Hits wie Diamanten
Er hätte Arzt werden können, sagt Neil Diamond hin und wieder kokett. Hätte er sich nur mehr angestrengt und wäre ihm nicht das Songwriting in die Quere gekommen – dann wäre er heute möglicherweise Doktor. Nun, man kann sein Leben auf viele Arten verpfuschen. Neil Diamond hat diejenige gewählt, bei der einem 11.000 Menschen in der Münchner Olympiahalle zu Füßen liegen.
Bevor die dem Weltstar zujubeln können, warnt eine Stimme eindringlich via Lautsprecher: Gleich werde das Saallicht „abrupt“ abgeschaltet – jetzt alle schnell und sicher zu den Sitzen! Oje, angesichts der drohenden Gefahren wäre ein Arzt mehr im Gebäude vielleicht doch ganz praktisch.

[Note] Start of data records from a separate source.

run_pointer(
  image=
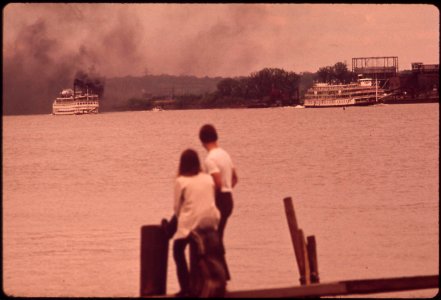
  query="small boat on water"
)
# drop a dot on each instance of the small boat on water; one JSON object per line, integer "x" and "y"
{"x": 363, "y": 92}
{"x": 75, "y": 102}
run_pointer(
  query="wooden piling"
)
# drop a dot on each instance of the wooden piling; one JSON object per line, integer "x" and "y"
{"x": 154, "y": 255}
{"x": 312, "y": 257}
{"x": 305, "y": 275}
{"x": 293, "y": 229}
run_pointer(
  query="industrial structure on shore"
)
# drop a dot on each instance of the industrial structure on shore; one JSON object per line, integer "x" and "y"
{"x": 418, "y": 85}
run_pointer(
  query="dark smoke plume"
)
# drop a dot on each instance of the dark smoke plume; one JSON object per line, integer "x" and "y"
{"x": 93, "y": 83}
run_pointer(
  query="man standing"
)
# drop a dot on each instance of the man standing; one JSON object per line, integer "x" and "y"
{"x": 219, "y": 165}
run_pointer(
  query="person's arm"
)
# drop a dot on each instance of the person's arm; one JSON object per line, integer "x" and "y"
{"x": 217, "y": 180}
{"x": 179, "y": 194}
{"x": 234, "y": 178}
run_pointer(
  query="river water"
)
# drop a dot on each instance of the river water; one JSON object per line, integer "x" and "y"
{"x": 364, "y": 182}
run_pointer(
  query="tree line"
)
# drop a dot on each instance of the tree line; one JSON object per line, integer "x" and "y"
{"x": 265, "y": 88}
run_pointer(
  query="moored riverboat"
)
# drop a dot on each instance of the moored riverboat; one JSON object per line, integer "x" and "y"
{"x": 75, "y": 102}
{"x": 363, "y": 92}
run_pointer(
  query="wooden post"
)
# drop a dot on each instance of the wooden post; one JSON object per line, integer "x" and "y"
{"x": 293, "y": 229}
{"x": 305, "y": 277}
{"x": 154, "y": 255}
{"x": 312, "y": 256}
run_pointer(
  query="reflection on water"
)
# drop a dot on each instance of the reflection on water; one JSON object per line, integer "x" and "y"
{"x": 77, "y": 189}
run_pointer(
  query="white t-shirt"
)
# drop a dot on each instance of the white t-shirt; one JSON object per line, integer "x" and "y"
{"x": 219, "y": 161}
{"x": 194, "y": 203}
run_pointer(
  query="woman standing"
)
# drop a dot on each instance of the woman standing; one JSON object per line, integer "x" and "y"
{"x": 194, "y": 206}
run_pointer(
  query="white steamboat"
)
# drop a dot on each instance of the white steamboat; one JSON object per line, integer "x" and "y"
{"x": 363, "y": 92}
{"x": 75, "y": 102}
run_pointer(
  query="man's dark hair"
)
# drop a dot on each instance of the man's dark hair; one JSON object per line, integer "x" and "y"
{"x": 208, "y": 134}
{"x": 189, "y": 164}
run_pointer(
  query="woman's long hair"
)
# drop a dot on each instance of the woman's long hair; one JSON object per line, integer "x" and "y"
{"x": 189, "y": 164}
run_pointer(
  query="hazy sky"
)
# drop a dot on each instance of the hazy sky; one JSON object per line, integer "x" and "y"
{"x": 214, "y": 39}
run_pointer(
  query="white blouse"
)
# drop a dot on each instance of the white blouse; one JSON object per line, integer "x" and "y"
{"x": 194, "y": 203}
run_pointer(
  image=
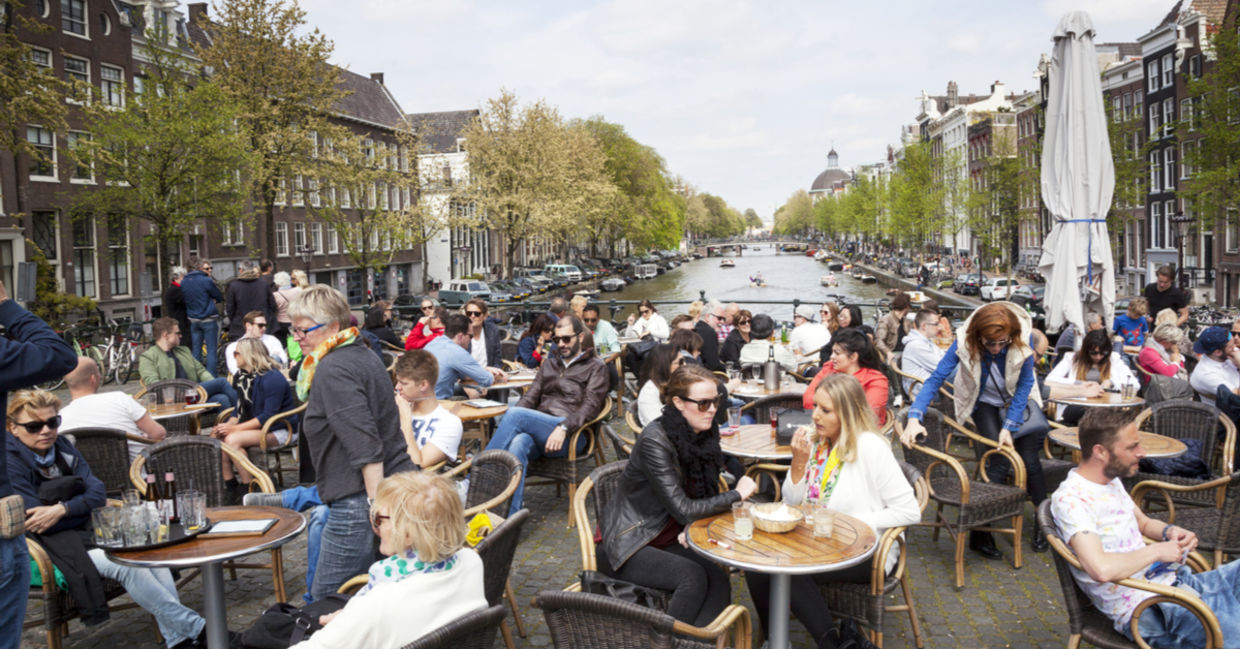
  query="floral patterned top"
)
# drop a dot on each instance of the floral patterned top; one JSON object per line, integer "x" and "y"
{"x": 1080, "y": 505}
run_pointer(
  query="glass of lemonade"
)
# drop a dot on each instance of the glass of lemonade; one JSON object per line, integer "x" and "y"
{"x": 743, "y": 520}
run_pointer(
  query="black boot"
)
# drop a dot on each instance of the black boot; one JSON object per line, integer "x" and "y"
{"x": 983, "y": 544}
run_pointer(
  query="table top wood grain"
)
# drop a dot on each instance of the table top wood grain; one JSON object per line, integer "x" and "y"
{"x": 754, "y": 441}
{"x": 206, "y": 549}
{"x": 794, "y": 552}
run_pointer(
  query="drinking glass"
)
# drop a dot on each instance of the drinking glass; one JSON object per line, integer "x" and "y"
{"x": 743, "y": 520}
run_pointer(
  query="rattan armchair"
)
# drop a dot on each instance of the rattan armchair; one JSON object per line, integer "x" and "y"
{"x": 1217, "y": 528}
{"x": 977, "y": 504}
{"x": 197, "y": 463}
{"x": 867, "y": 602}
{"x": 1088, "y": 623}
{"x": 590, "y": 500}
{"x": 568, "y": 470}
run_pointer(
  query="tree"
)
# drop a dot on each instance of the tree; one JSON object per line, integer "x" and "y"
{"x": 277, "y": 71}
{"x": 171, "y": 156}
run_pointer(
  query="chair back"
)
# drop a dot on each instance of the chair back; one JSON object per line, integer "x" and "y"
{"x": 107, "y": 452}
{"x": 496, "y": 551}
{"x": 471, "y": 631}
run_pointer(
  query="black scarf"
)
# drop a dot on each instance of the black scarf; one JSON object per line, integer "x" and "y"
{"x": 699, "y": 454}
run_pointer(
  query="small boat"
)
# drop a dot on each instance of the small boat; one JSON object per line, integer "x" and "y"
{"x": 613, "y": 283}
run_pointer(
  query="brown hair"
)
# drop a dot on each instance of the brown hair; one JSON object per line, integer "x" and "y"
{"x": 992, "y": 322}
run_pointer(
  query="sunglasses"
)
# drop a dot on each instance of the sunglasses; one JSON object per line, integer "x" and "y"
{"x": 703, "y": 403}
{"x": 36, "y": 426}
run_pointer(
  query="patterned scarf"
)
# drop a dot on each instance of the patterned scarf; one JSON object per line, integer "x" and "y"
{"x": 823, "y": 474}
{"x": 397, "y": 567}
{"x": 305, "y": 375}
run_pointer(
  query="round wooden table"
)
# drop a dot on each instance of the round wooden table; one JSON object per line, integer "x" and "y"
{"x": 1157, "y": 446}
{"x": 211, "y": 552}
{"x": 783, "y": 555}
{"x": 754, "y": 441}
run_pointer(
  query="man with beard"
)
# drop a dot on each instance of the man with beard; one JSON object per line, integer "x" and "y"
{"x": 568, "y": 391}
{"x": 1105, "y": 528}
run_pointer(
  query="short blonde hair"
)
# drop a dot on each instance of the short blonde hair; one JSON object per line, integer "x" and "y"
{"x": 321, "y": 304}
{"x": 425, "y": 514}
{"x": 31, "y": 400}
{"x": 253, "y": 351}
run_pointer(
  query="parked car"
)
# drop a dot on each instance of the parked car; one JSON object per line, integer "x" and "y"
{"x": 997, "y": 288}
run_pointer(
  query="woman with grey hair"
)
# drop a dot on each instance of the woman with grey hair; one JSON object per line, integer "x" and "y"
{"x": 351, "y": 427}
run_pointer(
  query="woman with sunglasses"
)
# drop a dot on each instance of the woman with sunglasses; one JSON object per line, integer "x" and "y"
{"x": 1096, "y": 362}
{"x": 420, "y": 525}
{"x": 484, "y": 335}
{"x": 647, "y": 322}
{"x": 995, "y": 381}
{"x": 738, "y": 338}
{"x": 428, "y": 326}
{"x": 671, "y": 480}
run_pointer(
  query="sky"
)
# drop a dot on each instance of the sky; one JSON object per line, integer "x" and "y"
{"x": 742, "y": 98}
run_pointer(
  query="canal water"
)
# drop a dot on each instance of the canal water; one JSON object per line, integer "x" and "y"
{"x": 789, "y": 276}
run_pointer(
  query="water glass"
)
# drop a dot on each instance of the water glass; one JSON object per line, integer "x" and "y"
{"x": 743, "y": 520}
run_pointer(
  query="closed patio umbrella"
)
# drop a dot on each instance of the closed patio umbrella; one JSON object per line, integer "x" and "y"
{"x": 1078, "y": 180}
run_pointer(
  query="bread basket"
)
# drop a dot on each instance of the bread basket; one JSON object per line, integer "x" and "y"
{"x": 763, "y": 518}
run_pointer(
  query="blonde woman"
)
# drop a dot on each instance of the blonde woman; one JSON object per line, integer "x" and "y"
{"x": 262, "y": 393}
{"x": 841, "y": 463}
{"x": 420, "y": 525}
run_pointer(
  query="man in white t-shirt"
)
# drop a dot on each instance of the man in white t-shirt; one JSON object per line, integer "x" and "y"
{"x": 430, "y": 431}
{"x": 256, "y": 326}
{"x": 1095, "y": 515}
{"x": 92, "y": 408}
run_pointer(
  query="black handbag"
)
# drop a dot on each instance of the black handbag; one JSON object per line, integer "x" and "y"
{"x": 597, "y": 583}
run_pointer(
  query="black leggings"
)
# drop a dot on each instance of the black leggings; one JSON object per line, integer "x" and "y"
{"x": 699, "y": 587}
{"x": 806, "y": 598}
{"x": 988, "y": 421}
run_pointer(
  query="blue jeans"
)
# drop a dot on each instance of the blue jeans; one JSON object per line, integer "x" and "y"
{"x": 14, "y": 590}
{"x": 205, "y": 331}
{"x": 523, "y": 432}
{"x": 346, "y": 547}
{"x": 155, "y": 591}
{"x": 298, "y": 499}
{"x": 1173, "y": 627}
{"x": 220, "y": 391}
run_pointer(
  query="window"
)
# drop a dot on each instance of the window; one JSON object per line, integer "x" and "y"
{"x": 73, "y": 16}
{"x": 112, "y": 83}
{"x": 42, "y": 161}
{"x": 282, "y": 238}
{"x": 83, "y": 257}
{"x": 118, "y": 255}
{"x": 83, "y": 168}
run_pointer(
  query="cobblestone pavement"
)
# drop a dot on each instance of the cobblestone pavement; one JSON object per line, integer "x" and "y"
{"x": 1000, "y": 607}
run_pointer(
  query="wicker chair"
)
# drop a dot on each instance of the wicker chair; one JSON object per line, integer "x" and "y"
{"x": 566, "y": 470}
{"x": 1218, "y": 526}
{"x": 867, "y": 602}
{"x": 1189, "y": 420}
{"x": 584, "y": 621}
{"x": 976, "y": 503}
{"x": 196, "y": 461}
{"x": 471, "y": 631}
{"x": 107, "y": 452}
{"x": 1088, "y": 623}
{"x": 603, "y": 485}
{"x": 496, "y": 551}
{"x": 174, "y": 391}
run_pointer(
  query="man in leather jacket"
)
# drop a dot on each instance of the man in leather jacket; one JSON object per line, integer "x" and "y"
{"x": 567, "y": 392}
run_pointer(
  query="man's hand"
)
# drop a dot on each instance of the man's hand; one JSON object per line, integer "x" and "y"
{"x": 556, "y": 441}
{"x": 41, "y": 519}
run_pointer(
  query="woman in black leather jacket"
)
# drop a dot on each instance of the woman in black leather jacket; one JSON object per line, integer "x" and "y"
{"x": 671, "y": 480}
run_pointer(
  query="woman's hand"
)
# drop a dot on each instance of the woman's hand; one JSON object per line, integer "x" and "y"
{"x": 745, "y": 487}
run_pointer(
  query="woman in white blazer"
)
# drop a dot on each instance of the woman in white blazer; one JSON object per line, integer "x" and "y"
{"x": 845, "y": 463}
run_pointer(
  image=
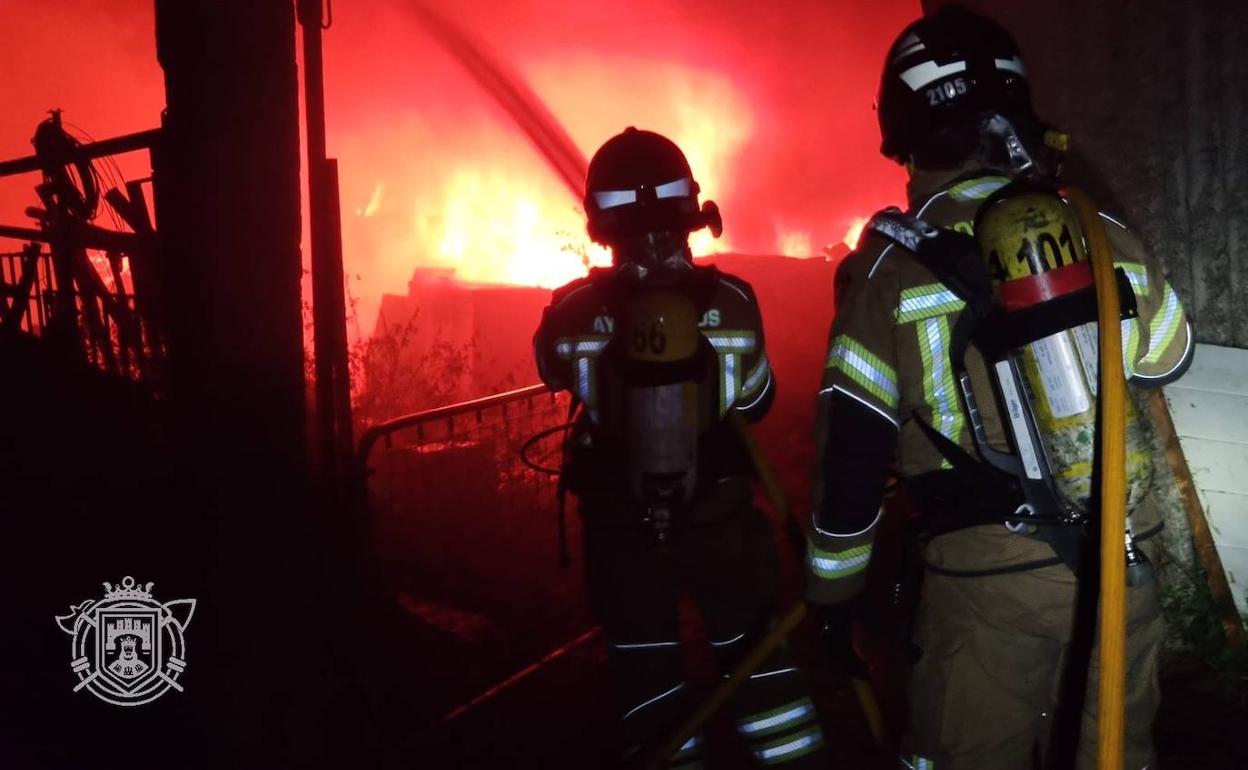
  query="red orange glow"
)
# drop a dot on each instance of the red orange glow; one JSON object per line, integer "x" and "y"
{"x": 770, "y": 101}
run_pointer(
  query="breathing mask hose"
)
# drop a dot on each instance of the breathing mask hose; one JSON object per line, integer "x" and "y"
{"x": 1113, "y": 491}
{"x": 785, "y": 625}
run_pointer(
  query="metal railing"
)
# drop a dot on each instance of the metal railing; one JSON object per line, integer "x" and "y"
{"x": 87, "y": 291}
{"x": 442, "y": 421}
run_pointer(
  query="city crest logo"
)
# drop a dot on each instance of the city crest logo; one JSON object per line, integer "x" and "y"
{"x": 129, "y": 649}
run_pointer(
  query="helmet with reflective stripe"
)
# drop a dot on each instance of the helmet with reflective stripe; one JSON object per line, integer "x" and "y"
{"x": 640, "y": 189}
{"x": 942, "y": 76}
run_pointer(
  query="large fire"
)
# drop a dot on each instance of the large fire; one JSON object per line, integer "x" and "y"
{"x": 770, "y": 102}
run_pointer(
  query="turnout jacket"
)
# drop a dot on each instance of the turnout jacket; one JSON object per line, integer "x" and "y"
{"x": 887, "y": 367}
{"x": 579, "y": 322}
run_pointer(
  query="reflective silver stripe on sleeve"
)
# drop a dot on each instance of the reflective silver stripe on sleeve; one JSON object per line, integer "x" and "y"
{"x": 653, "y": 700}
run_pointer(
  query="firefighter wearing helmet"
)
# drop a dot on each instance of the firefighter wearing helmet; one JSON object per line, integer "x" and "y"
{"x": 964, "y": 353}
{"x": 657, "y": 352}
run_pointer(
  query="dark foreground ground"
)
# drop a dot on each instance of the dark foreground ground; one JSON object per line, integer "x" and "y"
{"x": 478, "y": 595}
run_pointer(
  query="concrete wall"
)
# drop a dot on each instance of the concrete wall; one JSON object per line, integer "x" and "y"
{"x": 1209, "y": 406}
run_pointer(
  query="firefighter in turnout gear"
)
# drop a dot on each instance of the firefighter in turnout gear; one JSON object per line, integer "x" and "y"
{"x": 657, "y": 351}
{"x": 935, "y": 330}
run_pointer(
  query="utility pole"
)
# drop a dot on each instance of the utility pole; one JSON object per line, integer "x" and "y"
{"x": 332, "y": 409}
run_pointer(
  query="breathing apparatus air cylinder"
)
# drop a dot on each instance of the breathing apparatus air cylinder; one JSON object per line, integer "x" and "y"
{"x": 1031, "y": 242}
{"x": 659, "y": 402}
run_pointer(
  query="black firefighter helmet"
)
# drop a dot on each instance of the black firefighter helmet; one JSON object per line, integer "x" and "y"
{"x": 946, "y": 76}
{"x": 642, "y": 200}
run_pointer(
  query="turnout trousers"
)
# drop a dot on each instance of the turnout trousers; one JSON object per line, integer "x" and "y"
{"x": 726, "y": 559}
{"x": 994, "y": 650}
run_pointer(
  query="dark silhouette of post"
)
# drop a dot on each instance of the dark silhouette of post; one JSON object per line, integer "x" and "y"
{"x": 227, "y": 179}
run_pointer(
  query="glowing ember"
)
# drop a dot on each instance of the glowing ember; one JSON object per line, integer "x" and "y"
{"x": 794, "y": 243}
{"x": 855, "y": 232}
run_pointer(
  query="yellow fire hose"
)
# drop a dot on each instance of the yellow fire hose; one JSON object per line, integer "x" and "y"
{"x": 692, "y": 724}
{"x": 1113, "y": 492}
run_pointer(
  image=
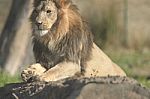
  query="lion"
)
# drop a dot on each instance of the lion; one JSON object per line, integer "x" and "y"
{"x": 63, "y": 45}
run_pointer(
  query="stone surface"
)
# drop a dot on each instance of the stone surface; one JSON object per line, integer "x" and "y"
{"x": 77, "y": 88}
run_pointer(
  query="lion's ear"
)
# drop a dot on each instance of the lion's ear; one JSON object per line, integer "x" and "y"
{"x": 64, "y": 3}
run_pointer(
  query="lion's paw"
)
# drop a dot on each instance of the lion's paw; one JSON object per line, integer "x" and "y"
{"x": 32, "y": 72}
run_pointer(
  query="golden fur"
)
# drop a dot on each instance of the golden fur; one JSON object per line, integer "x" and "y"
{"x": 63, "y": 44}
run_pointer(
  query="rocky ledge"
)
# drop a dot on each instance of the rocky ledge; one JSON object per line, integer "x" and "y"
{"x": 78, "y": 88}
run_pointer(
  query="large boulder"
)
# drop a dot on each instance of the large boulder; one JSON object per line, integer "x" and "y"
{"x": 78, "y": 88}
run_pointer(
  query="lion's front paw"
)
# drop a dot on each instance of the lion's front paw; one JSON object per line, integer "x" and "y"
{"x": 32, "y": 71}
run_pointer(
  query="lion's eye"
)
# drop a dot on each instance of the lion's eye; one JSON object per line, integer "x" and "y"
{"x": 48, "y": 11}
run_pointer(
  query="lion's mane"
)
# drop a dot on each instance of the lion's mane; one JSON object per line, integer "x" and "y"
{"x": 69, "y": 39}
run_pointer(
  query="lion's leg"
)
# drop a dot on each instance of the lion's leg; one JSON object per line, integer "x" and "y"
{"x": 60, "y": 71}
{"x": 32, "y": 71}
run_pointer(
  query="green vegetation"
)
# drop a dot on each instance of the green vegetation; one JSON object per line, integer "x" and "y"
{"x": 135, "y": 63}
{"x": 5, "y": 79}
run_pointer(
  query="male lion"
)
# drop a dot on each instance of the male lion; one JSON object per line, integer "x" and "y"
{"x": 63, "y": 45}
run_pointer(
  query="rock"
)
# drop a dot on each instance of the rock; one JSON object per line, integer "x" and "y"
{"x": 78, "y": 88}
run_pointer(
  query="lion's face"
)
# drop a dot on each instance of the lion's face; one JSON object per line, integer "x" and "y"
{"x": 45, "y": 15}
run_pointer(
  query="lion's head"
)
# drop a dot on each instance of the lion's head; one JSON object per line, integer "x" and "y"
{"x": 51, "y": 16}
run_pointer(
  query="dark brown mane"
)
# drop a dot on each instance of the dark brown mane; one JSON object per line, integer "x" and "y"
{"x": 71, "y": 36}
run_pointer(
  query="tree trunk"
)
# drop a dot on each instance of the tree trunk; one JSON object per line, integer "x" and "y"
{"x": 15, "y": 37}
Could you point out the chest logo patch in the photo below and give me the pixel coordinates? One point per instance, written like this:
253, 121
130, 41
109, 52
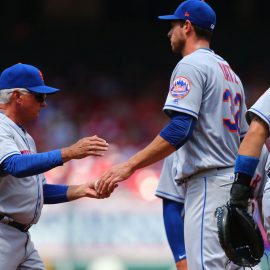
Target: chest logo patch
180, 87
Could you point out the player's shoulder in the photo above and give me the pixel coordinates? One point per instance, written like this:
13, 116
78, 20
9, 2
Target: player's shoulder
202, 59
4, 122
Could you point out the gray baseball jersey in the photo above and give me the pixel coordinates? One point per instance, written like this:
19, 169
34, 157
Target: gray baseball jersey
204, 86
20, 199
261, 108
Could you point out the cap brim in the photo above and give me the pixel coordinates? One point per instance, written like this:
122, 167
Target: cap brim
168, 17
43, 89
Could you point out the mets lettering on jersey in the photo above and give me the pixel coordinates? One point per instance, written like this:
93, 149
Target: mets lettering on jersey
180, 87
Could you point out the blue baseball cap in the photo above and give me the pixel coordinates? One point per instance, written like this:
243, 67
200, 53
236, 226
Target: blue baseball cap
25, 76
197, 12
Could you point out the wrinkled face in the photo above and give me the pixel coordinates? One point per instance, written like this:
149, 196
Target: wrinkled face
177, 37
30, 105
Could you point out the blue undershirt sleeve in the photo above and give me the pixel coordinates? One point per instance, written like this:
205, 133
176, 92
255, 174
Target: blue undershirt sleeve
32, 164
174, 227
55, 193
179, 129
246, 165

Nach den Besuchern begeben sich die Musiker auf ihre Plätze und legen los. Und wenig später betritt Neil Diamond die Bühne – durch einen Diamanten. Als solcher funkelt die sechseckige Bühnenhinterwand. Überhaupt ist hier alles reines Las Vegas: Die elf Musiker und zwei Sängerinnen stehen in zwei Reihen im Hintergrund, die große Fläche davor gehört nur Neil Diamond und seiner edlen Akustikgitarre. Auf deren Griffbrett steht in geschwungenen Lettern sein Name, natürlich diamanten-glitzernd. Und das blau-schwarze Hemd des 74-Jährigen ist perfekt mit der Bühnenbeleuchtung abgestimmt.
Los geht´s mit dem Welthit „I´m a Believer“. Dann singt Diamond mit seiner unverbrauchten Million-Dollar-Stimme Balladen wie „Love on the Rocks“, „Hello Again“ und „Girl, You´ll Be A Woman Soon“. Nach dem herrlichen „Play Me“ wirft er Kusshändchen ins Publikum. Alles ist haarscharf an der Grenze zum Kitsch oder auch weit darüber, die Synthie-Streicher sowieso. Aber es funktioniert trotzdem. Denn Neil Diamond hat Million-Dollar-Songs.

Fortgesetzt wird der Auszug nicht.